CrowdStrike's leadership team feels they are well-positioned and offered some insightful commentary about the product space. From George Kurtz:
I think it's a largely greenfield opportunity. Obviously, you have a lot of early-stage companies out there, but this is so early in the life cycle, and it's a massive opportunity for all the players that are out there.
We think we're in a great position because a lot of the players actually don't have the run time protection, which is important. You have to tie those two together. It just -- it isn't just about connecting, getting information from APIs, right? And although we do that in a differentiated way because we've basically ported some of our indicator of attack technology across that agentless technology, tying them together, I think, is really important for customers.
CrowdStrike is in a unique position because they have runtime (also referred to as containers or workloads) protection and are already established leaders in endpoint security, including servers. The main challenges for CrowdStrike are whether offering both workload protection and CSPM together is valuable enough, and whether their product innovation can keep up with the startups who are exclusively focused on CSPM.
Future Growth Potential
CrowdStrike is already the most valuable pure cybersecurity company. The future is looking bright, too. George Kurtz described his thoughts on growth opportunities like this:
And when you look at the market in its totality, right, you have things like cloud adoption, cloud expansion, massive opportunity, and we've proven that with servers and what we're doing there.
When you look at the legacy players that are out there, the replacements, the Symantecs, the McAfees, Microsofts, et cetera, massive opportunity for us, that's a long tail. You don't do that in one year. So we see that as a big driver for next year.
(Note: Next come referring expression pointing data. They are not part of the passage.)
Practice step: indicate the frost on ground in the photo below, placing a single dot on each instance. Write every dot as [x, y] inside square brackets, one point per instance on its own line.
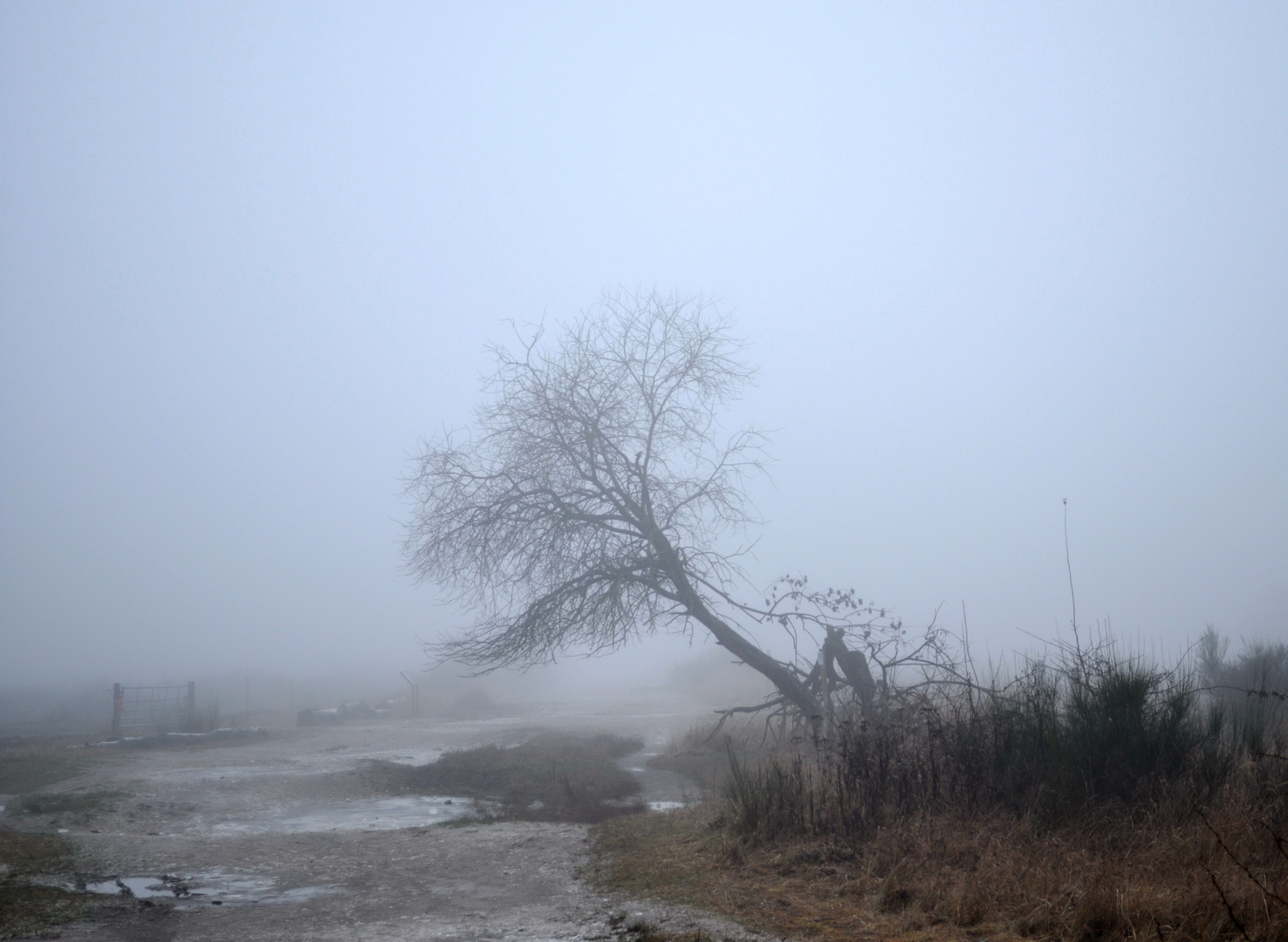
[281, 814]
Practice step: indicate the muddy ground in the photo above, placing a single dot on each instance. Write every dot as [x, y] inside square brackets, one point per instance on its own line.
[284, 836]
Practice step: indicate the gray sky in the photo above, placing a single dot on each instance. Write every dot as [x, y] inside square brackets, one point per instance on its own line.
[988, 256]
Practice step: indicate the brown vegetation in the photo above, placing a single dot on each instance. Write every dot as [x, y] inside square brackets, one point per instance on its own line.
[1093, 799]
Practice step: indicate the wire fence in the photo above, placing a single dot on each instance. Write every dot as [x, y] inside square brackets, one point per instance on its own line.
[140, 711]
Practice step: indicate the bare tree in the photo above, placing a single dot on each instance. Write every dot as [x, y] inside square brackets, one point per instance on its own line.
[590, 503]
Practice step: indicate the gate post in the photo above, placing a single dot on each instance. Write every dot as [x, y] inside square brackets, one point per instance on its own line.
[118, 708]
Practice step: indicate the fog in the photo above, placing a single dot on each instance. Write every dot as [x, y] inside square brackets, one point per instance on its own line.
[987, 257]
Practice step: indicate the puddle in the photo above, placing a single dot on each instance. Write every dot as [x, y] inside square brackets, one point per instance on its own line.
[660, 789]
[366, 815]
[206, 890]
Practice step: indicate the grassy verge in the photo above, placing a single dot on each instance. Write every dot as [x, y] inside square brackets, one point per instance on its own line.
[64, 803]
[29, 909]
[943, 877]
[30, 768]
[552, 777]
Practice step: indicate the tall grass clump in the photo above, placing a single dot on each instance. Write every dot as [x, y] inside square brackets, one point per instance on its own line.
[1085, 731]
[1091, 795]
And as I pointed out, even -- I mean, it's a smaller base, but even the next-gen players, we see those as opportunities as customers get dissatisfied as I pointed out with some of the players that are out there.
So -- and you got to bifurcate a bit into pure endpoint and cloud, and I see both as massive opportunities because, again, if you look at our overall customer count, it's fantastic, but it's still small in the grand scheme of customers that are out there. And there's still a lot of legacy technologies that are out there that are and will be displaced.
CrowdStrike's 2021 Investor Product Briefling provides relevant data about exactly how much market share from legacy technologies is still left to be gained:
Even as the dominant leaders of the EDR market, CrowdStrike and Microsoft combined still only hold 22% of the market share. CrowdStrike's bundling strategy and growth potential look even better when you add in the potential revenue from additional markets beyond EDR.
Their strategy for the future is clear: invest in growth and innovation. From CrowdStrike's CFO:
We want to invest aggressively. We're not going to move away from that strategy.
And then in R&D, I think in investing in innovation is key and core to who we are. So I think that we're going to continue to keep our eye on that and invest in exactly what I talked about to be able to go after that massive opportunity that we see ahead of us. So that's how we think about it.
Bundling large parts of the cybersecurity ecosystem might be possible after all — and if it is, CrowdStrike will be leading the way.